Cloud Atlas is less a movie about plot and more about themes: humanity, camaraderie, truth, justice, faith, family, and inalienable human rights. The film covers a total of six plots, ranging in place and time, that interconnect with these themes. There are thirteen major actors who often repeat major and minor roles throughout the film – a blinded innocent, the doubt, the lovers, the villain, etc. The choice to keep the same actors strengthens the thematic impact. Don’t think this movie is all seriousness though – it definitely has its laughs.
The acting is particularly strong, which is a real plus for the film since it weighed heavily on their ability to act out different roles. I like the electric mix of actors, really keeping you on your toes on who to look for in what story. Each story is not only carefully designed with characters but also in its environment. The cinematography is simply gorgeous and needs to be seen on a big screen, it’s that great. The subtle choices of color, the use of sets, and yes, even the costume design. It is my personal bias that the most stylized and 1984-esque story is my favorite, i.e. the Neo Seoul story. Doona Bae is definitely a hidden talent in America, and I hope to see her in more films soon.
The individual stories are well constructed and well written. The film is based off a book of the same name, and it stuck relatively close to the source material. While some of them can drag on if you’re more interested in one more than the others, they each have their charm, almost acting like six mini films. The writing is strong – intelligent, heartfelt, engaging, and enlightening.
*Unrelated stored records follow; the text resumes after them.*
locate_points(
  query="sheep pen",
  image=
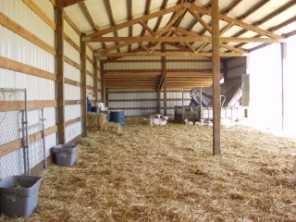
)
(168, 173)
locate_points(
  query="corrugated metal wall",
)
(28, 60)
(140, 102)
(15, 48)
(72, 92)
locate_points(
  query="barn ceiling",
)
(154, 28)
(137, 27)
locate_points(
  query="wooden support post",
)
(216, 79)
(103, 93)
(163, 67)
(60, 75)
(95, 68)
(158, 100)
(83, 86)
(283, 57)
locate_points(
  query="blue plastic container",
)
(117, 116)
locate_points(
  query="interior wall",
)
(289, 87)
(27, 61)
(265, 88)
(142, 102)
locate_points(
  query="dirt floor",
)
(168, 173)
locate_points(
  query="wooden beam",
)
(216, 79)
(177, 39)
(71, 23)
(88, 15)
(158, 54)
(83, 86)
(200, 20)
(60, 75)
(137, 20)
(130, 17)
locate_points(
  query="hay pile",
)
(96, 121)
(155, 173)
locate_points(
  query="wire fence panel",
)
(12, 132)
(36, 149)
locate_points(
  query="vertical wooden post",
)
(216, 79)
(95, 68)
(163, 67)
(83, 85)
(60, 74)
(283, 57)
(158, 100)
(103, 93)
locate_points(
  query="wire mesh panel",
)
(36, 147)
(13, 137)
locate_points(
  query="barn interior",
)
(215, 69)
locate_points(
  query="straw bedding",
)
(168, 173)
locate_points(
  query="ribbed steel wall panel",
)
(72, 92)
(50, 114)
(37, 88)
(135, 66)
(24, 16)
(73, 131)
(17, 48)
(89, 80)
(72, 72)
(188, 65)
(72, 112)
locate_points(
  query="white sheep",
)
(187, 122)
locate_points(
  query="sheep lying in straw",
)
(294, 167)
(157, 120)
(187, 122)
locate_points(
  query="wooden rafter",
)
(137, 20)
(179, 39)
(163, 6)
(147, 12)
(147, 28)
(279, 26)
(66, 3)
(268, 17)
(253, 9)
(237, 22)
(231, 7)
(200, 20)
(111, 17)
(89, 18)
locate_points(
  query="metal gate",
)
(20, 142)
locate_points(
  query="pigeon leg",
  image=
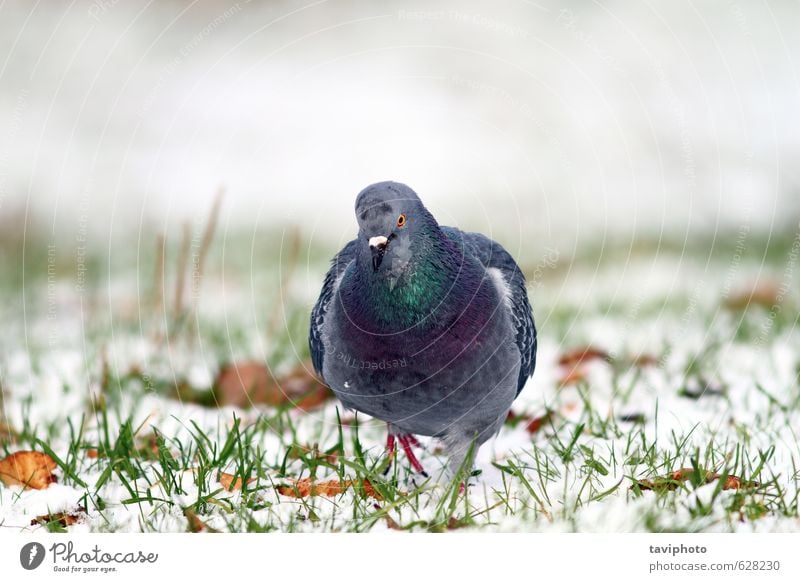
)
(405, 442)
(390, 450)
(413, 440)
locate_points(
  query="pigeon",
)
(423, 326)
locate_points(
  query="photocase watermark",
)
(81, 239)
(469, 18)
(357, 364)
(783, 289)
(521, 107)
(186, 49)
(65, 558)
(52, 303)
(547, 263)
(569, 21)
(100, 7)
(31, 555)
(11, 135)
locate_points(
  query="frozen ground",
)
(688, 379)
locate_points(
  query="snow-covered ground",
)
(685, 382)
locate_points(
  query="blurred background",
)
(603, 131)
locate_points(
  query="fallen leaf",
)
(646, 360)
(765, 294)
(536, 424)
(579, 356)
(697, 388)
(677, 478)
(28, 468)
(307, 487)
(392, 524)
(246, 383)
(7, 433)
(231, 482)
(196, 525)
(572, 377)
(635, 417)
(64, 519)
(300, 451)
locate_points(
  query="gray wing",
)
(492, 255)
(330, 285)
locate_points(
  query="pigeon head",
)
(394, 226)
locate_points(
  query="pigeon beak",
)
(377, 244)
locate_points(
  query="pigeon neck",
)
(415, 297)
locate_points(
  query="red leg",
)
(405, 442)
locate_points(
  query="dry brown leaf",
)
(572, 377)
(536, 424)
(578, 356)
(645, 361)
(246, 383)
(7, 433)
(392, 524)
(28, 468)
(307, 487)
(676, 478)
(231, 482)
(64, 519)
(765, 294)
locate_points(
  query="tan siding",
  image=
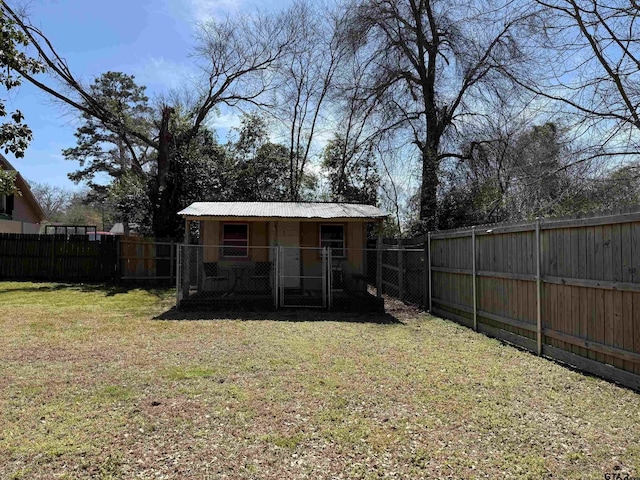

I laughed, I teared up, I was shocked – this film balances all of these emotions deftly without feeling preachy or over-dramatic.
Cloud Atlas is one of the best sci-fi-dramas I have seen in a long time. It’s witty, it’s beautiful, it’s smart – a full triple threat. While this film has received a wide range of reviews, I think this film is one of the best modern films I have seen in a long time. Definitely give it a watch, even if just to ascertain if you’re one of the people who love it. I wouldn’t be surprised if someday, somewhere, this film is considered a sci-fi classic, based on its quality and far-reaching goals, goals they most achieved.
– Great acting.
– Great story.
– Fantastic cinematography.
– Sometimes can be a little confusing.
– Some plots can drag a little (but that is totally personal bias).